The majority of individuals who died from overdosing on fake prescription medication were under the age of 35, according to the report.  It noted that the fake drugs didn’t come from a pharmacy but were instead bought on the street, from friends, or in school.

“Evidence of counterfeit pill use in overdose deaths more than doubled from July–September 2019 to October–December 2021, and tripled in western U.S. states,” the agency said. “Decedents with evidence of counterfeit pill use, compared with those without such evidence, were younger, more often Hispanic or Latino, and more frequently had a history of prescription drug misuse and drug use by smoking.”

Counterfeit drugs often contain illegally manufactured fentanyl, which causes tens of thousands of overdose deaths per year in the United States, as well as illicitly made benzodiazepines, or “other illicit drugs,” which “might expose persons to drugs they did not intend to use,” the agency said.

In total, it found there were more than 54,000 overdose deaths along with evidence of counterfeit drugs, which are made to look like real pharmaceutical pills.
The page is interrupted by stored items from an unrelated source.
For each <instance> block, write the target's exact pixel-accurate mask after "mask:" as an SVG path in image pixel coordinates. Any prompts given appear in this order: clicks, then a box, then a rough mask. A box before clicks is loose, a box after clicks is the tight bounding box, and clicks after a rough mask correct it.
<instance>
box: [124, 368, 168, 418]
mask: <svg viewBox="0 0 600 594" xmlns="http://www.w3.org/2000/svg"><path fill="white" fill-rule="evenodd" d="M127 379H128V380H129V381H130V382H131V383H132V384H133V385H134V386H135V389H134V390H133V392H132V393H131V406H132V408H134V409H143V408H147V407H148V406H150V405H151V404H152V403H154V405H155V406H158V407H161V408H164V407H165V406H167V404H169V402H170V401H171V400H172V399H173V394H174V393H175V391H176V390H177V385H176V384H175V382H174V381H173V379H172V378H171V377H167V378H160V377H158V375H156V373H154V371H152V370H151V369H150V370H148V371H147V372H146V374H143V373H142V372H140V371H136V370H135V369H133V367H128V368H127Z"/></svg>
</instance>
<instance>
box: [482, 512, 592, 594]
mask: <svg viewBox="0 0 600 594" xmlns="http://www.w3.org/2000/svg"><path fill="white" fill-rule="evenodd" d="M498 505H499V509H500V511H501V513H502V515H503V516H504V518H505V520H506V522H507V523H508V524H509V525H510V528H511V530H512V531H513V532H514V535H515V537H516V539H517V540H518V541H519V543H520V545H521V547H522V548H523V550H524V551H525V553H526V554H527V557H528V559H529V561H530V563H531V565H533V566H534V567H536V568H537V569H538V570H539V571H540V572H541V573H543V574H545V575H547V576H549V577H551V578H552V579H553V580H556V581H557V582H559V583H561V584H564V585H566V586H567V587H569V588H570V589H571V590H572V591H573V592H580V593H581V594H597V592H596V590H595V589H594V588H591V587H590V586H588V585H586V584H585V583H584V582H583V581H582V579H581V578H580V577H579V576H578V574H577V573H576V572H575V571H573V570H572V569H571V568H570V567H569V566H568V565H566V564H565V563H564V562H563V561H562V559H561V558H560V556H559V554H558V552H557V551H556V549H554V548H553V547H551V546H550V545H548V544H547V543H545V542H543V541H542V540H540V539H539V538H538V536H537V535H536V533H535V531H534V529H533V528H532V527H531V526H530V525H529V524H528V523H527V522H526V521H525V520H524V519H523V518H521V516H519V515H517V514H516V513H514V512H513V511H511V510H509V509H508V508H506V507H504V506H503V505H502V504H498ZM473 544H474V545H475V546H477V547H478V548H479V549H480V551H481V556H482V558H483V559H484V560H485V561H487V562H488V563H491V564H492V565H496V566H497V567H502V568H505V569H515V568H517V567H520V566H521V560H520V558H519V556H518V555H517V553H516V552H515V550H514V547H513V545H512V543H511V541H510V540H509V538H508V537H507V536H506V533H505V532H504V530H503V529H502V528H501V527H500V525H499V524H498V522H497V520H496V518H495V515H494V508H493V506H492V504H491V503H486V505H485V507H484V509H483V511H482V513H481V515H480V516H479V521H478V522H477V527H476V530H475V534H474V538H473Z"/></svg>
It further found that half of the deaths were connected to counterfeit oxycodone, a synthetic opioid that triggered a drug epidemic starting in the early 2000s, and counterfeit alprazolam, commonly sold under the name Xanax.

“Effective overdose prevention messaging would stress that persons should only use legitimate pharmaceutical pills that are prescribed to them, and emphasize that pills obtained illicitly or without a prescription might contain highly potent drugs,” the CDC said.

Drug overdose deaths in the United States hit historic highs in recent years. About 107,000 people died due to drug overdoses in 2021, while the CDC’s preliminary estimates found that about 105,000 died of overdoses in 2022.

“People are pressing pills and even gummies” to make them look like legitimate medications, said Tonja Myles, an addiction expert with Huntsman Mental Health Foundation in Salt Lake City, in an NBC News report.